It’s not every day you hear a reference to Waterworld at a food industry conference.
“At out technology event in May in San Diego, Joe Quirk of the Seasteading Institute, gave what I found a fascinating presentation on his organization’s plans to create floating cities that would be self sufficient in food production,” said PMA CEO Bryan Silbermann at the Fresh Summit state of the industry address in Anaheim, Calif.
“Think about that for a second, and if your mind works anything like mine, this might conjure up images of Kevin Costner in the movie Waterworld.”
In the floating island's case, the project has financial backing from a founder of Paypal, according to Silbermann.
While Silbermann was using Waterworld to point out that these floating cities may seen farfetched at first glance, I would argue that Waterworld is an interesting metaphor for those grappling with scarcity.

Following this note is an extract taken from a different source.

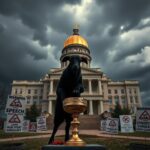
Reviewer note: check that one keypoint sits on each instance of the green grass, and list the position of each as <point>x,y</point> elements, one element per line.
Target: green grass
<point>111,144</point>
<point>22,134</point>
<point>137,134</point>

As Silbermann and Burns said, we do indeed have less water available in some parts of the world and limited resources of things like land.
“Shrinking natural resources are changing the business model for growing produce. We’re mostly talking about greens, tomatoes, berries, herbs and the like, but when you combine the demand that the consumer will have for food and the challenge of high cost refrigerated transportation, you can really understand why there is additional investment going on in protected agriculture,” said PMA president Kathy Burns.
During the state of the industry address, the PMA leaders urged the industry to adapt a change of perspective and to utilize Jack Uldridge's concept of "unlearning" what they know in order to consider new changes in technology. Silbermann and Burns told the produce industry to be open to adopting technology used in other industries. The use of drones on farm fields is one example Burns gave of an innovative adoption by the produce industry of existing technology.